In short, state alcohol regulators refused to approve custom-designed labels on bottles of English-brewed special winter ale that referred to various misbehavin' and drinkin' elves.
As the riotously funny beer importer Dan Shelton reports on his importing company’s web site, there’s been a parole of sorts.
All right, so many of you now know that the State of Connecticut has seen the error of its ways and has agreed to approve our Christmas beer labels. Unfortunately for the good people of Connecticut, they still may not be able to buy these beers this year, but more about that in a day or so. The fight is definitely not over.
The highlight of Dan’s account of his journey into the heart of bureaucratic darkness comes when he reprints comments received by his company since the story hit the wires, and among them is the following gem that deserves consideration in its punctuationally-challenged entirety:
Glad you think you won. By making a mockery of our State Liquor Division by crying about your 'Free Speech'....give me a break. You ARE profiting by using a symbolism that in our state is rightfully illegal to do. Shame on you. Those regulations are in my eyes prudent and most necessary. Children learn from a young age that alcohol abuse is acceptable. Leave a bottle of your swill around with your XMAS Characters...Jr. won't think it's cool to pick up Mom and Dad's nasty habit....Well, due to your Company's arrogance in deciding to skirt our laws, I think maybe it's time for a good 'ol fashioned BOYCOTT ..yep.. You people are the worse case and a Poster Child on how NOT to be a re= sponsible company. I hope you're SUED for negligence. Damn beer drinkers are scum.

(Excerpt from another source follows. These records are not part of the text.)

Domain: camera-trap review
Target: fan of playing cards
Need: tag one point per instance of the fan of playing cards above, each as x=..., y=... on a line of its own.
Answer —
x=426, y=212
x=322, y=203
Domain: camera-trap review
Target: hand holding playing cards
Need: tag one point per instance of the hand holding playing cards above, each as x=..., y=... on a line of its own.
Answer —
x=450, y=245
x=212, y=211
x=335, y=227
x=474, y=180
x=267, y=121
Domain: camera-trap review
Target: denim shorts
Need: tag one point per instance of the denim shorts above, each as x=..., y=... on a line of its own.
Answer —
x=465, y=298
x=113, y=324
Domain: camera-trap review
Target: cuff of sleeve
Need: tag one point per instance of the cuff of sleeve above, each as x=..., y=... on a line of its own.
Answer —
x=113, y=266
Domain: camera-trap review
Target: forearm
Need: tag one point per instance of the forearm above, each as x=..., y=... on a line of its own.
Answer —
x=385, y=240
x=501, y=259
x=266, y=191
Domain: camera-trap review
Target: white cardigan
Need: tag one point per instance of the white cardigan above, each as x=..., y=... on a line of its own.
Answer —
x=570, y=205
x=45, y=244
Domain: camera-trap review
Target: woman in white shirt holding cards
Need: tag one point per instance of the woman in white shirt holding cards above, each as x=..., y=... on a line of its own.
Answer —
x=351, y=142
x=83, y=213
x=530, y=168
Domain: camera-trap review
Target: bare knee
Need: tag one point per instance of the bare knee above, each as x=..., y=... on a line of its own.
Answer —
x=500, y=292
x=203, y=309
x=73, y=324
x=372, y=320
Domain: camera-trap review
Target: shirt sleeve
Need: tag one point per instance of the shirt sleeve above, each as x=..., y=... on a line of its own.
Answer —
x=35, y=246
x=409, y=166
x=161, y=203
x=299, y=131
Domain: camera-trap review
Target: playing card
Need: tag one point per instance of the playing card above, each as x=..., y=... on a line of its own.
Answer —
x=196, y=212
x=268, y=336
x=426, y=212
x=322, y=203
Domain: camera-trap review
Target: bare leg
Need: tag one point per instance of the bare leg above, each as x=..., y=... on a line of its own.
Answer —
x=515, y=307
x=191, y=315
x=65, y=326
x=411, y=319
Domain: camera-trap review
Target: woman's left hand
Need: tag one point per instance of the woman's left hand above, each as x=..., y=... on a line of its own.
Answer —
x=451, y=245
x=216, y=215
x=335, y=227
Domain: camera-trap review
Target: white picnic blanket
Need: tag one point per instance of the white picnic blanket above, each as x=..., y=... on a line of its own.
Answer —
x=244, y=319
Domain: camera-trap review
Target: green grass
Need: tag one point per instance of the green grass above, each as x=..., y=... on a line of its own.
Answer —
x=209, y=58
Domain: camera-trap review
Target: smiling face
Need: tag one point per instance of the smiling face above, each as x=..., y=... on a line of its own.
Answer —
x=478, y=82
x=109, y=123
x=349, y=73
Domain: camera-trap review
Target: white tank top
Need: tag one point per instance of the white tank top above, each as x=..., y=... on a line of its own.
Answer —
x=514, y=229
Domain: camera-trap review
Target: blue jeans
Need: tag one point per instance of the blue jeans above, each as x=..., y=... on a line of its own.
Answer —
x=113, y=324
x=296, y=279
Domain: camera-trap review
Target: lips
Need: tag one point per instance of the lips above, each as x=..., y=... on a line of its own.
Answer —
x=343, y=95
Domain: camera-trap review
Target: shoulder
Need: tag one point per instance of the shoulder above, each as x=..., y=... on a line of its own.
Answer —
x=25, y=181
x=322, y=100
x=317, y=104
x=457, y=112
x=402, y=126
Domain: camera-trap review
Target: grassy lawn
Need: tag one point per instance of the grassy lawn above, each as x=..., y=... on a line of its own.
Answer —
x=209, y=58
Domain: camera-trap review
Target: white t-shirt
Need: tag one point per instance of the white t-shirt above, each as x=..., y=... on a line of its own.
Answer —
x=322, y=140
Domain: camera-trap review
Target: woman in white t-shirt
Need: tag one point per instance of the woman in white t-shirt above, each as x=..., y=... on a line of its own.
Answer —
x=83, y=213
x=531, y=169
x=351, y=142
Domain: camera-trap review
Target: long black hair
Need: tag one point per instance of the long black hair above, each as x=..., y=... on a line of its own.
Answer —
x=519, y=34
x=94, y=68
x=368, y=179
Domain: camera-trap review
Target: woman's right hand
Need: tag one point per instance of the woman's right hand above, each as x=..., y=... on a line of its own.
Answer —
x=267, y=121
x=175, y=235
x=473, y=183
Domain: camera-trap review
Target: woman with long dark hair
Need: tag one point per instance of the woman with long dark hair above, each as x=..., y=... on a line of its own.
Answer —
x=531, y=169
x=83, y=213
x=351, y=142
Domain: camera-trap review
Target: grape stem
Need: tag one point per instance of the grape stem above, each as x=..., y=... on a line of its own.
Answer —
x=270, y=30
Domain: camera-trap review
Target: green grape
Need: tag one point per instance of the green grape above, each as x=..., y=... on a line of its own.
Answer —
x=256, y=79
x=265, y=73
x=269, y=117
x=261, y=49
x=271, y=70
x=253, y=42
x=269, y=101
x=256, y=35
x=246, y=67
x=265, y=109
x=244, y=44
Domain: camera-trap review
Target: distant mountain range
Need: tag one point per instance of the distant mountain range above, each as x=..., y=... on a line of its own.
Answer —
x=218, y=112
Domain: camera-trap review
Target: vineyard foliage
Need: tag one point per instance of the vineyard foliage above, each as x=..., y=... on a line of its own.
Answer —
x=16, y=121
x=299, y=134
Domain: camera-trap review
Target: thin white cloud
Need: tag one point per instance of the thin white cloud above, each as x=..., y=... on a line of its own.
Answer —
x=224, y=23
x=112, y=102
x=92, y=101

Scum? That’s so … precious.
Really, all that's missing is "Confound Taxpayer" or "$$$$$$" as a signature, a disparaging reference to the incumbent Mayor, and “jus’ my ‘pinion” at the end, and it might have been written by an anonymous New Albanian doing the "Trog Sham (an)'s Blues" karaoke at the Luddite Bar & Grill.
Come to think of it, maybe it was ... if so, come on over to Rich O's and visit on December 16, when Seriously Bad Elf will be served on draft during our Saturnalia winter solstice festival:
"We're putting the Pagan back into Christmas -- one pint at a time."